The highly cross-linked, biocompatible, biodegradable, nontoxic NSC NPs promising carrier for delivery of bioactive molecules present in the biomass was found to be actively involved in deregulation of cellular growth in targeted cancer cells. Thus active NPs serve as a novel nanodrug to enhance the controlled; site specific drug delivery in the management of cancer.
研究用生物质包裹N-琥珀酰壳聚糖纳米颗粒(NSC NPs),以实现高利用率、增强疗效并使抗癌活性的副作用最小化。
采用离子凝胶法将来自杜氏盐藻生物质的潜在生物活性化合物包裹在NSC NPs中,并使用傅里叶变换红外光谱(FTIR)、X射线衍射(XRD)、扫描电子显微镜(SEM)、透射电子显微镜(TEM)和Zetasize纳米分析仪对其分子形状、粒径、稳定性和多分散指数进行表征。分别对选定的H-RasP21、721P和肝癌细胞系(HepG2)进行信号通路分析、分子对接研究和体外抗癌筛选。

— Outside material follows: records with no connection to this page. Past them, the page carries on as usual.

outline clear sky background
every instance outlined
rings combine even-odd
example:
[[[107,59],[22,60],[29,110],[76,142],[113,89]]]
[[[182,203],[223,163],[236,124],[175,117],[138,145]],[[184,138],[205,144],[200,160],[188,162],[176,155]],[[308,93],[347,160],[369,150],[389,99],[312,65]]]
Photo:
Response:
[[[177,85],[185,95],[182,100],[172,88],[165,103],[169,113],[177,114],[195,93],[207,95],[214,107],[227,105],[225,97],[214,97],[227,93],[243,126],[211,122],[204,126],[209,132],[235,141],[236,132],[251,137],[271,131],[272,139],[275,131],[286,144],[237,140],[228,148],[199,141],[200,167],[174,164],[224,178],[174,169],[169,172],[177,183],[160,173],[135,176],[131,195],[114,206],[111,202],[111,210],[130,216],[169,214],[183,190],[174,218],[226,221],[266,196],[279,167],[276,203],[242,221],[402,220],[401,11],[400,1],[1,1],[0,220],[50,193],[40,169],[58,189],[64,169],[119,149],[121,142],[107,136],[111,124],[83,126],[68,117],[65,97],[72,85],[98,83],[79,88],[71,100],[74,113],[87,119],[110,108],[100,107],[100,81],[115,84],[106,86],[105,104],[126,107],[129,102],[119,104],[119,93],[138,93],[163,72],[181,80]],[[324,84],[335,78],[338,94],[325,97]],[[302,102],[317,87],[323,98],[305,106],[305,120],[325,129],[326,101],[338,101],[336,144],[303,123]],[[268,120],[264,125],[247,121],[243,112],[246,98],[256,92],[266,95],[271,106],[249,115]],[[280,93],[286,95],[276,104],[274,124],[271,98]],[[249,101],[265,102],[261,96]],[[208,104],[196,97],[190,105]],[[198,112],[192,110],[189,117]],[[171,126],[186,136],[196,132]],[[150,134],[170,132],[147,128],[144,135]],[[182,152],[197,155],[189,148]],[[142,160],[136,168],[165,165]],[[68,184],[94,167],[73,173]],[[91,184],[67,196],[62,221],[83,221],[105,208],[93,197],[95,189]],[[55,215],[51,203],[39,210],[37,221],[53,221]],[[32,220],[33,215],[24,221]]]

通过液相色谱-质谱联用(LC-MS)鉴定出该生物质主要含有6种生物活性化合物,如β-胡萝卜素、叶黄素、玉米黄质、八氢番茄红素、角黄素和六氢番茄红素。包裹了生物质的NSC NPs呈球形,平均粒径为80±5.6 nm,具有晶体性质,zeta电位为-32±2.7 mV,多分散指数为0.51±0.02。有趣的是,使用图论信号通路分析和分子对接研究确定的靶点显示,NSC NPs在H-RasP21原癌基因的结合口袋中有很强的相互作用。在50μg/mL时,纳米颗粒在HepG2细胞系中显示出95.60%的细胞毒性。凋亡细胞周期分析显示,24小时和48小时的细胞死亡率分别为13.13%和47.04%。
高度交联、生物相容、可生物降解、无毒的NSC NPs有望成为一种载体,用于递送生物质中存在的生物活性分子,被发现积极参与靶向癌细胞中细胞生长的失调。因此,活性纳米颗粒可作为一种新型纳米药物,以增强癌症治疗中药物的可控性和位点特异性递送。